Odaya girerek kapıyı kapattığında, istirahat etmek için yapması gerektiği gibi üzerini değişerek yatağa uzanmadı. Çalışma masasının başına geçti. Önce, daktilosunun kapağını kaldırarak bir kâğıt taktı.  Boş sayfaya uzun uzun bakmasına rağmen parmakları tuşlara gitmedi. Neden sonra masanın üst bölümüne, duvara sabitlediği raftan bir kitap çekti aldı. Defalarca açıldığı için artık iz yapmış olan sayfadan birkaç cümle okudu;

Sadeleştirilmiş baskısında, ilk törpülenecek yan karakteriyim belki bir romanın… Albüme sığmadığı için küçültülecek toplu çekilmiş fotoğrafın, kör makasla biçilecek köşe sonu önemsizi belki de… Ya da; varlığıyla yokluğu kefeleri titretmeyen, bir ibre oynatmaz.

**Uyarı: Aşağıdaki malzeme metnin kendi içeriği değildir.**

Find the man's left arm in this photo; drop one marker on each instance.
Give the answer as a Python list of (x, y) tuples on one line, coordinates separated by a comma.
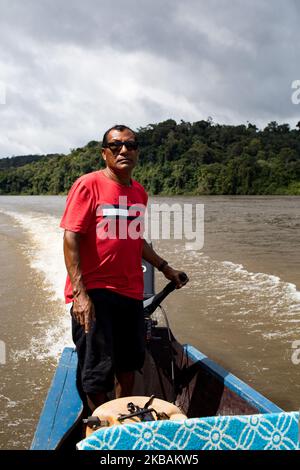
[(162, 265)]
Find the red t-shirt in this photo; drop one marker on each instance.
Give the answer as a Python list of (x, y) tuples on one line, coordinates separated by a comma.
[(109, 216)]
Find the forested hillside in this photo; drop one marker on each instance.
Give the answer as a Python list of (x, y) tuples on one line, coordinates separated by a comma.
[(186, 158)]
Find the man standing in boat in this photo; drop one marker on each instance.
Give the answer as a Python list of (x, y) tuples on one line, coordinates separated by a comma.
[(103, 248)]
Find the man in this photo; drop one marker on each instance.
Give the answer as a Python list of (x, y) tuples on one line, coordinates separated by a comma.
[(105, 278)]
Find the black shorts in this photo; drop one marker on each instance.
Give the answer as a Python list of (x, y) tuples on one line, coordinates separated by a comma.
[(115, 342)]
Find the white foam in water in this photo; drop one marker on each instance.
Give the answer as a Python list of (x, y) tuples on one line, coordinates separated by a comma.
[(45, 254), (229, 287)]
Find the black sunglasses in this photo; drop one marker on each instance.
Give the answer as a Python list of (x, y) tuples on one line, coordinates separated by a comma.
[(116, 145)]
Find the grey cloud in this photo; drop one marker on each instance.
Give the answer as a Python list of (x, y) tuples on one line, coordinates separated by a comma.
[(232, 60)]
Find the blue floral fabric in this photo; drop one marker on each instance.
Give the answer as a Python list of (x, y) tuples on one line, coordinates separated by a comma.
[(275, 431)]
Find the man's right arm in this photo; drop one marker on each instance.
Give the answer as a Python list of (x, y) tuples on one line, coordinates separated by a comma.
[(83, 308)]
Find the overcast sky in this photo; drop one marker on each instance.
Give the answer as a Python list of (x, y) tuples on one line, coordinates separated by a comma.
[(70, 69)]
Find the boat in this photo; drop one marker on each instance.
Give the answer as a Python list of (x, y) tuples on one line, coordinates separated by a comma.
[(218, 410)]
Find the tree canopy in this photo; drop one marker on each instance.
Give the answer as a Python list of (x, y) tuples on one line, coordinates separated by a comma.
[(199, 158)]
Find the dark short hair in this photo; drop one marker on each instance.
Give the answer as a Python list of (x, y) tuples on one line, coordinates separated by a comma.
[(117, 127)]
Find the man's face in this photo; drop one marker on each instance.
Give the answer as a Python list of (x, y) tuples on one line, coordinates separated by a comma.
[(120, 159)]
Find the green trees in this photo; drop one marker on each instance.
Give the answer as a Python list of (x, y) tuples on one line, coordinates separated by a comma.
[(184, 158)]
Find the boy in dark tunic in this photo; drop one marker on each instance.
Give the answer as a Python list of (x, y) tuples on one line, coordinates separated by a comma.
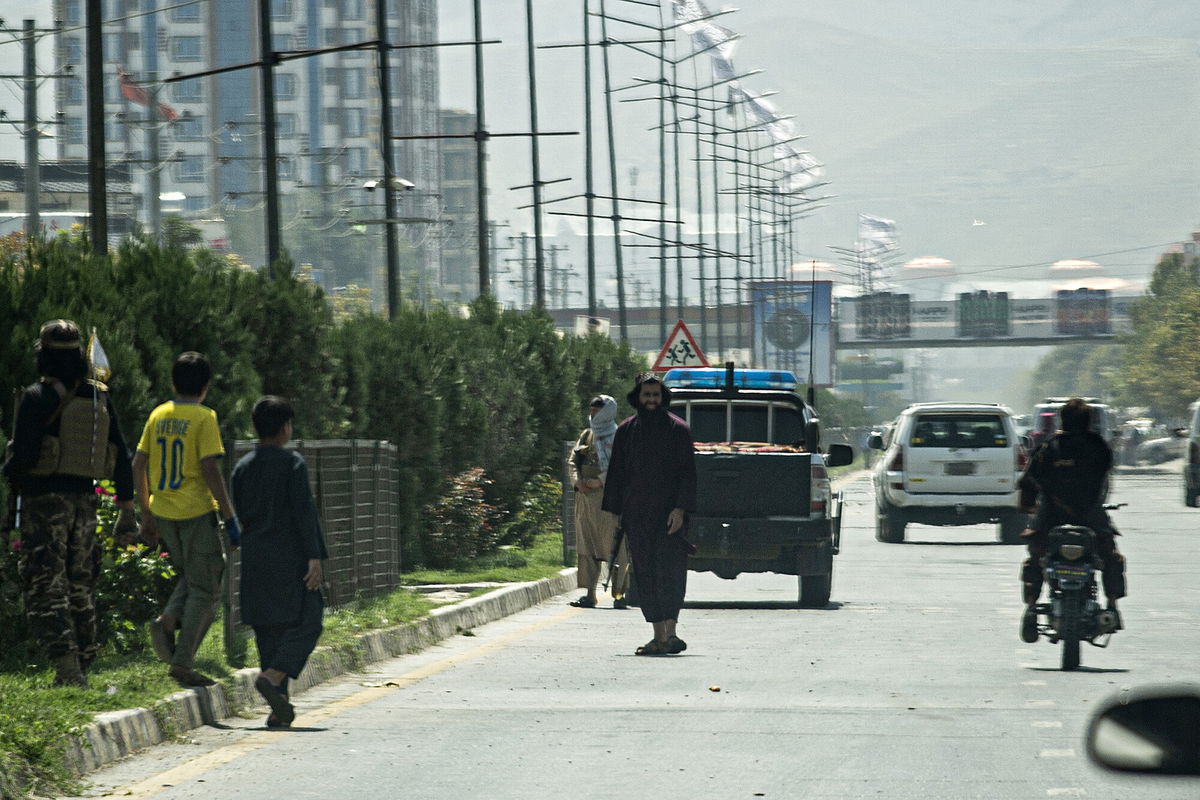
[(281, 552), (652, 485)]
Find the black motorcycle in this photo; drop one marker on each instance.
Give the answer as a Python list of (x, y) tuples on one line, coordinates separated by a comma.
[(1074, 613)]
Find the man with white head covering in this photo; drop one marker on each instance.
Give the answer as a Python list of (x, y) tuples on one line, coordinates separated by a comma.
[(594, 528)]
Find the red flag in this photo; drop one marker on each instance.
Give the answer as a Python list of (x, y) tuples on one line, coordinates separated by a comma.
[(130, 90), (133, 92)]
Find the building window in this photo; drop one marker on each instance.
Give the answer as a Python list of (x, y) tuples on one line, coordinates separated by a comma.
[(189, 13), (186, 48), (355, 160), (285, 85), (354, 121), (75, 90), (353, 83), (190, 128), (72, 49), (286, 126), (190, 169), (187, 91)]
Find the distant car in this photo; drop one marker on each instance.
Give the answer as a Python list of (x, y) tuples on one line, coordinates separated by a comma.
[(1164, 449), (1192, 467), (949, 464)]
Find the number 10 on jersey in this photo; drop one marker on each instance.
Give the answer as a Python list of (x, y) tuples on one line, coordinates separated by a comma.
[(171, 462)]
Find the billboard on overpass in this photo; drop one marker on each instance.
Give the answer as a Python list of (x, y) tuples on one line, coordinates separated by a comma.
[(792, 328), (981, 316)]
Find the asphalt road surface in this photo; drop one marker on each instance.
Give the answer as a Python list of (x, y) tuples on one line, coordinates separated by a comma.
[(911, 684)]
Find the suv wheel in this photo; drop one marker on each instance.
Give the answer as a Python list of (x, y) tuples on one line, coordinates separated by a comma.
[(889, 524)]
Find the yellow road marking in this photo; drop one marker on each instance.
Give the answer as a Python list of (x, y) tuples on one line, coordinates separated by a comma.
[(259, 739)]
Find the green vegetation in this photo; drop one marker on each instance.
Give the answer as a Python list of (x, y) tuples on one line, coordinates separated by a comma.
[(1156, 366)]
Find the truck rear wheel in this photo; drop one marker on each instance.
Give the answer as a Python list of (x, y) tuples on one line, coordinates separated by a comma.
[(815, 589), (888, 525)]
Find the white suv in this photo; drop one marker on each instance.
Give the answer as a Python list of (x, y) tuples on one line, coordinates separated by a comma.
[(949, 464)]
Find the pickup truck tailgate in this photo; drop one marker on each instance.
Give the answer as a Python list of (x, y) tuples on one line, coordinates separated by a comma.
[(753, 485)]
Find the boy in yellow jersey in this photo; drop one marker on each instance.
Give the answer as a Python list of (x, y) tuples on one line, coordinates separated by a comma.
[(179, 485)]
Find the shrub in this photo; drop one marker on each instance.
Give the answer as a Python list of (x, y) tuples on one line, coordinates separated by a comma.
[(539, 510), (461, 523)]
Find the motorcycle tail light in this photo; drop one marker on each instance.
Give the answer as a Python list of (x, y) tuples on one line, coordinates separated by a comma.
[(1072, 552)]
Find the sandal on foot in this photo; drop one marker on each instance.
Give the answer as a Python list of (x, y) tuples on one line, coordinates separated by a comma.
[(652, 648), (281, 709)]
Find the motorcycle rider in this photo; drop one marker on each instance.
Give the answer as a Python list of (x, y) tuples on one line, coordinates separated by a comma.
[(1068, 477)]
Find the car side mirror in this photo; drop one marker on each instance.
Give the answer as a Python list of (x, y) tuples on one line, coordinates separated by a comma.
[(839, 456), (1153, 732)]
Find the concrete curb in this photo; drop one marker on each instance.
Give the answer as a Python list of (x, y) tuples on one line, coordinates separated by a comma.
[(113, 735)]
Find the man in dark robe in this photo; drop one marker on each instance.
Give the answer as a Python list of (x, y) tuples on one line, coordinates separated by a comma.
[(282, 548), (652, 485)]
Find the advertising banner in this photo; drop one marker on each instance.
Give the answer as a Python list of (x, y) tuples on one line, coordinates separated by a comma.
[(981, 316), (792, 328)]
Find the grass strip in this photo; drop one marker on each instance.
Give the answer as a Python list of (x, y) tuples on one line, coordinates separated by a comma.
[(36, 717)]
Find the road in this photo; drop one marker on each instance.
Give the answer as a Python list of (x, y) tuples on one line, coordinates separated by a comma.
[(911, 684)]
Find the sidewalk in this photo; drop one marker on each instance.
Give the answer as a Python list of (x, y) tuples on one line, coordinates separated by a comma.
[(113, 735)]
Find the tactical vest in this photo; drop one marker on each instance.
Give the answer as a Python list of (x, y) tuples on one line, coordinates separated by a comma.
[(82, 446)]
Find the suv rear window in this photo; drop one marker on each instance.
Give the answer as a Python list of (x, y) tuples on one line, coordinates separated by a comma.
[(959, 431)]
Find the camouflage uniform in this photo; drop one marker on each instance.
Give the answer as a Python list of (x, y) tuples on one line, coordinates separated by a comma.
[(60, 565)]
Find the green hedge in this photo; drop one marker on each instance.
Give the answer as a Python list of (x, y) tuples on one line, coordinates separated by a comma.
[(496, 390)]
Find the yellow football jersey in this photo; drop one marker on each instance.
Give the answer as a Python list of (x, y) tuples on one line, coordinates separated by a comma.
[(177, 438)]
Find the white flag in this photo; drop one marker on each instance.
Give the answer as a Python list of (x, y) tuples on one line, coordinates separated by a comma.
[(99, 359), (876, 235)]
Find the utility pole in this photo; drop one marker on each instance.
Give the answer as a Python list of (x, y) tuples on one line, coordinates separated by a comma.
[(389, 161), (270, 162), (33, 172), (485, 277), (97, 200), (539, 257)]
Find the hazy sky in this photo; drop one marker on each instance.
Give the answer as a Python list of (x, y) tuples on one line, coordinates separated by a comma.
[(1060, 125)]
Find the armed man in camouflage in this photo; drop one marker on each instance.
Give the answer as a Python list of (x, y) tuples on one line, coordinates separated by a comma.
[(65, 438)]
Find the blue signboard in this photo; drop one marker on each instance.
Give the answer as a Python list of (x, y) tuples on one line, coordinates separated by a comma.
[(792, 328)]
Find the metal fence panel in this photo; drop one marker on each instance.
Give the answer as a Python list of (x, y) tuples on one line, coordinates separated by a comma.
[(354, 483)]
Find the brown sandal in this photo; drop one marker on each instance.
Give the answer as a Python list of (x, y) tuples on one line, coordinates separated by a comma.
[(652, 648)]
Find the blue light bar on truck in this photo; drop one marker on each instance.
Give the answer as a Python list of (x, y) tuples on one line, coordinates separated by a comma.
[(714, 378)]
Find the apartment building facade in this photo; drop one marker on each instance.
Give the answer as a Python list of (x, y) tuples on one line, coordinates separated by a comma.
[(203, 137)]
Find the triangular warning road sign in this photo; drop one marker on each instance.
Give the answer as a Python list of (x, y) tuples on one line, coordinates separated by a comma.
[(681, 350)]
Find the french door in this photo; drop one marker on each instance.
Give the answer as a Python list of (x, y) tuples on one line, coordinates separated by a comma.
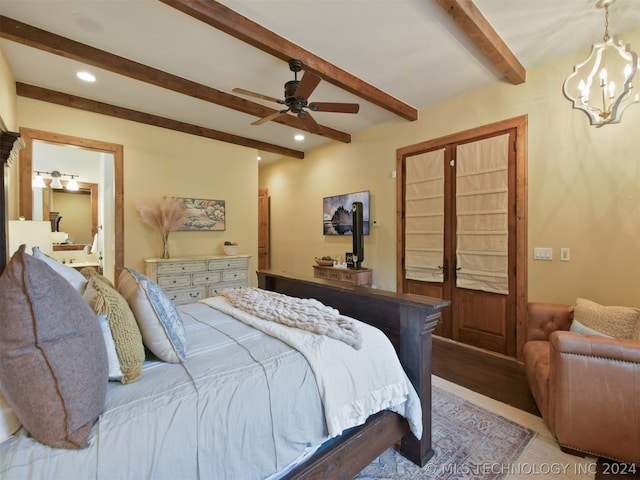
[(459, 235)]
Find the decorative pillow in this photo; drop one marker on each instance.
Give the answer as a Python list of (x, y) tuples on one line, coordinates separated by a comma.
[(74, 277), (124, 329), (89, 272), (9, 423), (160, 323), (53, 362), (618, 322), (115, 373), (578, 327)]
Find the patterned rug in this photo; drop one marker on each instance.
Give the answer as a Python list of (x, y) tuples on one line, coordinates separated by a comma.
[(469, 442)]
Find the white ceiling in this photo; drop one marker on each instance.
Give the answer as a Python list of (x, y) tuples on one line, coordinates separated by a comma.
[(410, 49)]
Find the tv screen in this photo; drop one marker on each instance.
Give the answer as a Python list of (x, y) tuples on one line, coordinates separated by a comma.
[(336, 213)]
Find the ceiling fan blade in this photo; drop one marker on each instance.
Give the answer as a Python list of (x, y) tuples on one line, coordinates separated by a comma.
[(334, 107), (307, 85), (268, 118), (310, 122), (257, 95)]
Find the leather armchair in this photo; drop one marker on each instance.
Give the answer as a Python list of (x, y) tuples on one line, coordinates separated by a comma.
[(587, 387)]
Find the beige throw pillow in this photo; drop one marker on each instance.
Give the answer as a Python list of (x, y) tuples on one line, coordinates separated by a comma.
[(614, 321), (124, 329)]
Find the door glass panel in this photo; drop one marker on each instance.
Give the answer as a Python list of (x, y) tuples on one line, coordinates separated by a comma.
[(482, 194), (424, 216)]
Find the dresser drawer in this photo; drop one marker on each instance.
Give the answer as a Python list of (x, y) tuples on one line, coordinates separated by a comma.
[(174, 281), (234, 275), (205, 278), (181, 267), (180, 296), (214, 290), (225, 264)]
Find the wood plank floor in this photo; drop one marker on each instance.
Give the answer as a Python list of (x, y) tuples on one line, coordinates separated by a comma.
[(488, 373)]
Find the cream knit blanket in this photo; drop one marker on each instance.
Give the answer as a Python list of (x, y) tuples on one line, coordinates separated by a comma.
[(303, 313)]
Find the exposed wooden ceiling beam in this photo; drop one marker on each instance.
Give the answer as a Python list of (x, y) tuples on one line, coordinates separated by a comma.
[(480, 31), (240, 27), (34, 37), (59, 98)]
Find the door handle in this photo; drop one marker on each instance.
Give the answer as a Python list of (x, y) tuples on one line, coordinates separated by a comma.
[(445, 269)]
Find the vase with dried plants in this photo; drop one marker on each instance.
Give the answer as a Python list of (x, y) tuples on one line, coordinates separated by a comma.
[(165, 216)]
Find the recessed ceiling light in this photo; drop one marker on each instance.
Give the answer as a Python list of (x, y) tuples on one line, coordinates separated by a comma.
[(86, 76)]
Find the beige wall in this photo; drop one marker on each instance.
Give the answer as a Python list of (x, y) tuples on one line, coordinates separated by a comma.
[(584, 188), (160, 162), (8, 122)]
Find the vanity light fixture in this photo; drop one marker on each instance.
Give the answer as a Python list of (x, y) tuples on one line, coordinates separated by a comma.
[(601, 85), (38, 180)]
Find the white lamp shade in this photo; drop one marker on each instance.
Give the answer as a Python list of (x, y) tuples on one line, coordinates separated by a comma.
[(32, 233)]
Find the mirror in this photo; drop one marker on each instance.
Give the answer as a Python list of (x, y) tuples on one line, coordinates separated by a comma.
[(108, 196), (74, 212)]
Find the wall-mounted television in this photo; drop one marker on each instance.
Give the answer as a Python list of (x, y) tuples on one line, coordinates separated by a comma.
[(337, 216)]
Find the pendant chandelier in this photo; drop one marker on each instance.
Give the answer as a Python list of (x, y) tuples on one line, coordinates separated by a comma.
[(601, 86)]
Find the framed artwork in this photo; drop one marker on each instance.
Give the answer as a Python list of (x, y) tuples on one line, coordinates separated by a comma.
[(204, 215), (336, 213)]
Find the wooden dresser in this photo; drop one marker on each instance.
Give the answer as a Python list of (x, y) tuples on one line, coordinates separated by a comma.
[(189, 279), (364, 276)]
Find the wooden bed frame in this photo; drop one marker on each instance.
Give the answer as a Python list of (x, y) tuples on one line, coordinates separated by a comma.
[(408, 320)]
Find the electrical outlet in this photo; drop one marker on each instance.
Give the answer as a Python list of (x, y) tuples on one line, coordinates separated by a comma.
[(543, 253)]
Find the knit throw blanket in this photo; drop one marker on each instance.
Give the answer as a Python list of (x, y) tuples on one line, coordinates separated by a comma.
[(303, 313)]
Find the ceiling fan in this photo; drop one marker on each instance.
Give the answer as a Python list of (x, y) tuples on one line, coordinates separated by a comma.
[(296, 99)]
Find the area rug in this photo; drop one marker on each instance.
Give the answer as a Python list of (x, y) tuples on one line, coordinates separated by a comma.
[(468, 440)]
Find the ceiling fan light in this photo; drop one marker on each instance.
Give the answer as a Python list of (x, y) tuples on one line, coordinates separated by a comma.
[(72, 185), (38, 182)]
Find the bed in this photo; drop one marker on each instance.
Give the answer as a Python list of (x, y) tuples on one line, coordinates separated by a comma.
[(160, 426)]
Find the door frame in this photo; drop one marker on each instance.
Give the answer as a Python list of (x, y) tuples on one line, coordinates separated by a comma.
[(26, 171), (520, 124)]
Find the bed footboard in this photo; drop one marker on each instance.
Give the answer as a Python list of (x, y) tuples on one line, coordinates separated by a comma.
[(408, 320)]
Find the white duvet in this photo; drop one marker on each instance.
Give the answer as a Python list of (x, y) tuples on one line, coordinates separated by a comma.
[(349, 394)]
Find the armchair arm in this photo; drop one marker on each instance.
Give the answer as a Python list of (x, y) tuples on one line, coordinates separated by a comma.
[(594, 393), (544, 318)]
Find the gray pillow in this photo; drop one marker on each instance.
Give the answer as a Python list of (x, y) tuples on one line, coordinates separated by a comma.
[(53, 360)]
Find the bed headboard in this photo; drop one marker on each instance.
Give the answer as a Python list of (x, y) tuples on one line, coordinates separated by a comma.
[(10, 144)]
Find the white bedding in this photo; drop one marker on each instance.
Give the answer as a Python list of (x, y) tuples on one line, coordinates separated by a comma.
[(350, 394), (228, 412)]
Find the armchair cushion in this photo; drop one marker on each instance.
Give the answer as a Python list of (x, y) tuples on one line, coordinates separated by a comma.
[(613, 321), (587, 387)]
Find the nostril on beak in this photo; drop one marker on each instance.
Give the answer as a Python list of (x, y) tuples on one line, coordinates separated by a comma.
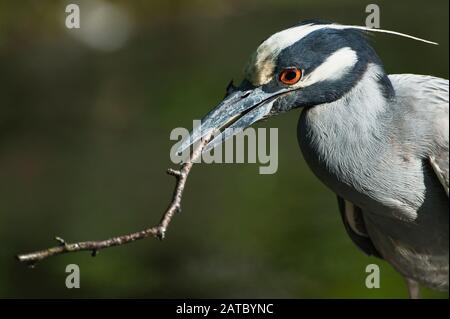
[(245, 94)]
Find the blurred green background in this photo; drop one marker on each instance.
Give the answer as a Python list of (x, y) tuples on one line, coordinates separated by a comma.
[(85, 117)]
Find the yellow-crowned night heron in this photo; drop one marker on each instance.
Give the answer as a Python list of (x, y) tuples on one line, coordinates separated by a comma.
[(380, 142)]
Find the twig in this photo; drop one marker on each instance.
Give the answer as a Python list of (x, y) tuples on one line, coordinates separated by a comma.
[(158, 231)]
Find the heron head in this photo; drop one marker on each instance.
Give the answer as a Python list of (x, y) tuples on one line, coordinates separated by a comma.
[(309, 64)]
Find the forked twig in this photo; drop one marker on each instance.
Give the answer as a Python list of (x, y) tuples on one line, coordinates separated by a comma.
[(158, 231)]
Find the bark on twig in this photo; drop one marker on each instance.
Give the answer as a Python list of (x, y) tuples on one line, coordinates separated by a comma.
[(158, 231)]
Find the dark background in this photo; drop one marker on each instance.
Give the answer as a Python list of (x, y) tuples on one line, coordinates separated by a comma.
[(85, 117)]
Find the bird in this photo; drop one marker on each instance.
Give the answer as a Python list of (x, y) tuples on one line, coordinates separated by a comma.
[(379, 141)]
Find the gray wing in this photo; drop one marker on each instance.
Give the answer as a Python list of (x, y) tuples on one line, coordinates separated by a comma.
[(353, 219), (428, 96)]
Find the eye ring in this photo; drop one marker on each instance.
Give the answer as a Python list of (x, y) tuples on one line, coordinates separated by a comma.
[(290, 76)]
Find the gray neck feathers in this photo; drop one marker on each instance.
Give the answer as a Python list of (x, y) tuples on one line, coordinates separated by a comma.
[(351, 133)]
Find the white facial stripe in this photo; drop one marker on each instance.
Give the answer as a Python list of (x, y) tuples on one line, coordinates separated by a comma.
[(260, 70), (333, 68)]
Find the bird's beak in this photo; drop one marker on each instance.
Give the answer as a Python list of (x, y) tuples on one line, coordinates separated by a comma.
[(236, 112)]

Odanın diğer köşesinden gelen, “Beni mi çağırdın?” şeklindeki soru cümlesini işittiğinde bir süre tepkisiz kaldı. Nihayet başını o tarafa çevirdi ve göz göze geldiği orta yaşın az üzerindeki adama;

- Hiç yaşlanmayacaksın değil mi, Çorali dedi?

Cevap vermek yerine, hafif bir tebessüm ile mukabele etti adam.

- Tanıştığımızda, “yolun yarısı” dediği yaştaydım, şairin. Şimdi, vefat ettiği yaşta… Sende en ufak bir değişiklik yok.

- Bunun mümkün olmadığını biliyorsun.

- Haklısın. Biliyorum. Yine de…

- Yine de?

- Boş ver.

Bir sıkıntısı olduğunu ve hatta sıkıntısının ne olduğunu anlamıştı gizemli misafir;

- Tavsiyelerimi uygulamadın mı?

Hikâyeyi anımsadı. Bir metro istasyonunda yaşanan kaosun ardından ortam kalabalıklaşınca, gideceği istikametin trenine değil, aksi yöne giden trene binmişti Çorali. Bir durak geri giderek rahat bir yolculuk yapmayı planlıyor olmalıydı. Giderken; “Bazen sorunları çözmek için, başlangıç noktasından bir adım geriye gitmen gerekebilir.” demişti.

- Uyguladım, dedi. Fakat etkisi uzun sürmedi.

Ekonomik problemler nedeniyle okumakta olduğu Edebiyat fakültesini yarıda bırakmıştı Onur. Bir tekstil firmasında işe girmiş… Depo sorumlusu olarak ömrünü tükettiği firmada yıllar sonra terfi almış… Planlama bölümüne kapağı atabilmişti nihayet, bir sene kadar önce. Kırk yaş üstü insanların beden yükünün azaltılması için, olması gerektiği gibi…

Asgari personelle, azami iş çıkarma gayreti güden firmada yıpranan bedeninin buna gerçekten ihtiyacı vardı. İplik çuvallarının altında sürekli toza toprağa bulanan elbiselerinin yerini takım elbise almıştı, yeni konumu gereği… Düşlediği gibi…

Lakin cevabını bulamadığı bir soru vardı, beynini kemiren… Ayrılışıyla kendisine alan açan halefinin, istifasına neyin sebep olduğu? Anlaması da uzun sürmemişti…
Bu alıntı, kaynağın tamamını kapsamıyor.